Although we hear often that the decline in our children’s behavior was caused by the disintegration of the “traditional family,” I am convinced that the disintegration of the “traditional community” preceded and caused, or strongly exacerbated, the decline of the family.
In the early years after slavery, Black Families were embedded in supportive communities; families were not left on their own for child-rearing or the other necessities for surviving in America. Not all families can provide their 25% of the External Assets. However, if the community’s 75% are properly constituted and sustained, more children will be saved.
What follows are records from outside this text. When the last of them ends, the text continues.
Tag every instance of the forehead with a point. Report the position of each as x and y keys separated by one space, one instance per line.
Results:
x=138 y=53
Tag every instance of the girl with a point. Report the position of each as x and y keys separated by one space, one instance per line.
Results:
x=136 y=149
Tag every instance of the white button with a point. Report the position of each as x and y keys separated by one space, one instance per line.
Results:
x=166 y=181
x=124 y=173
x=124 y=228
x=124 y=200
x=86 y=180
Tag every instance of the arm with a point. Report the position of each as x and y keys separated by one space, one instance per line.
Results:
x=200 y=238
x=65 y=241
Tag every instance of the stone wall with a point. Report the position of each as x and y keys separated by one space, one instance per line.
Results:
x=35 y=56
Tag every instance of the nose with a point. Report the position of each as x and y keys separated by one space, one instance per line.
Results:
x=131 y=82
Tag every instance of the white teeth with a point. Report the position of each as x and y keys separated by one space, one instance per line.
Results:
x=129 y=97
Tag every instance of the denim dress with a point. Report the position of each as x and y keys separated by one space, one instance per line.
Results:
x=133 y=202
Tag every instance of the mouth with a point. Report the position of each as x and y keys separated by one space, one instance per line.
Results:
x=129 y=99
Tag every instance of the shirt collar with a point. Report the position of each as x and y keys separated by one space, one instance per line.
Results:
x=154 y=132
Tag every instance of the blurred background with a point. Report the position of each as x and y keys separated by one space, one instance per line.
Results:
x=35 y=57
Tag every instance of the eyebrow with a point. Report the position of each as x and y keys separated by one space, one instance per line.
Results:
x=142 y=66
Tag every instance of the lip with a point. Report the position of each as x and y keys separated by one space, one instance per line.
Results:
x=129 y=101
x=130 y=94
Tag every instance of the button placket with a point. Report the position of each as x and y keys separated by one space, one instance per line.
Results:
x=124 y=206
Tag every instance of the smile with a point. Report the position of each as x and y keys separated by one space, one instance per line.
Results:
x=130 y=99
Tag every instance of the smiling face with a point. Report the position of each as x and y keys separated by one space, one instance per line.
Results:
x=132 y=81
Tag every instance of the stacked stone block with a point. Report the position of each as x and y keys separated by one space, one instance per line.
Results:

Because a large number of responsible adults, not the government, will be providing proper support for adults and children; it will be easier for children who are doing well to sustain and increase their performance; more children who normally do not perform well will be encouraged toward greater success; violence and classroom disruptions will decrease substantially; teachers in the classrooms will be motivated to do high quality teaching for all the students; neighborhoods will be safer and more secure for children and adults; and more adult organizations, institutions and businesses will support schools and youth activities.
My conviction about the power of the External Assets resulted from my growing-up years in Roanoke, when local communities were more like extended families, not just people who simply lived side by side.
I realize it is impossible to reconstruct such communities geographically, but it is not impossible to do it spiritually, and that spirit, if developed, will begin to make the differences in outcomes. The alternative is a continual worsening of already reprehensible conditions that are not the children’s fault, but they bear the brunt! And this is a national disgrace.